Gone in the revised rules are many of the most controversial parts of the original draft, including provisions limiting calls to a given individual to once in three months, making courier pickup by businesses seeking to avoid using the mails difficult, requiring contests to start and end within 18 months, and forcing companies to get signed agreements for many phone sales to be effective.

Instead of trying to define procedures to be followed for all sales, the revised FTC rules generally aim at defining fraud with, for instance, the ban on multiple calls within three months replaced with a ban on multiple "harassing" calls.

"We are still going through the nitty-gritty, but we are really pleased that they took time and effort and listened to the comment," said Jerry Cerasale, senior VP-government relations for the Direct Marketing Association. "They've listened to us and some of our concerns. They've taken off some of the real burdens that would have destroyed the use of the telephone."

The Magazine Publishers of America is also very pleased, said Senior VP Michael Pashby, noting that the rewrite removes provisions that would have made it next to impossible for publishers to call subscribers whose subscriptions were about to expire.

Consumer groups were predictably less sanguine. The original rules, drafted by the FTC to implement a law passed by Congress, were stronger and more far reaching, they said.

"We have some serious concerns on a weakening of the rules," said Lee Norrgard, senior investigative analyst for the American Association of Retired Persons. "Telemarketing fraud costs consumers $40 billion a year, and the older population that we represent has been significantly affected."

Mr. Norrgard was especially critical of the FTC's replacing of specific disclosure requirements with a provision requiring disclosure of "material" information.

"It makes it difficult to discern what is legal and what is illegal," he said.

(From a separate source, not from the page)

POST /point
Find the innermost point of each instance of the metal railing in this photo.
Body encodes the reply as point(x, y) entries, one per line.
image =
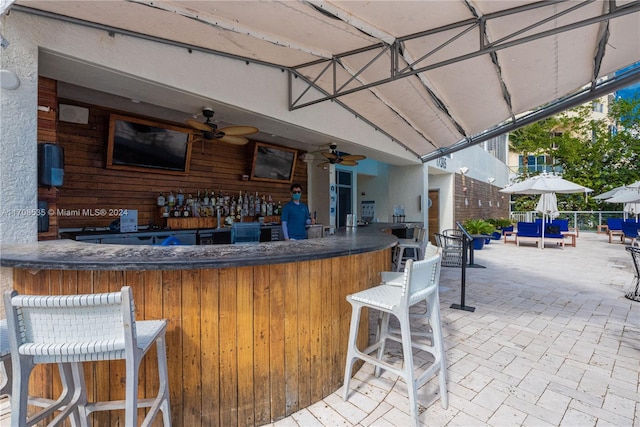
point(583, 220)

Wisconsin Attorney General James Doyle, who heads a National Association of Attorneys General committee on consumer fraud, felt the revised rules removed many of the consumer protections that had been promised, said an aide.

"Many states have a much tougher state law," said Press Secretary Jim Haney.

Mr. Haney said the removal of bars on courier pickups of checks or automatic transfers without signed consents, along with the removal of new tougher rules for fuller disclosure on prize notifications, had hurt consumers.

"He is still reviewing it, but his initial concern is that the draft is a far weaker one for consumers, than the earlier one," he said.

Advertising and media lobbyists say the rules will still mean some changes but that the changes are within reason. "It's still a very tough rule, but balance has improved," said Dan Jaffee, exec VP, Association of National Advertisers.

Linda Goldstein, an attorney with Hall Dickler Kent Friedman & Wood, who represents the Promotion Marketing Association of America, called the new rules "a vast improvement" over the first draft. "They will be easier for businesses to work with," she said, "but still maintain enough teeth to provide enforcement officials with the necessary tools."

The FTC expects to enact the new rules by August.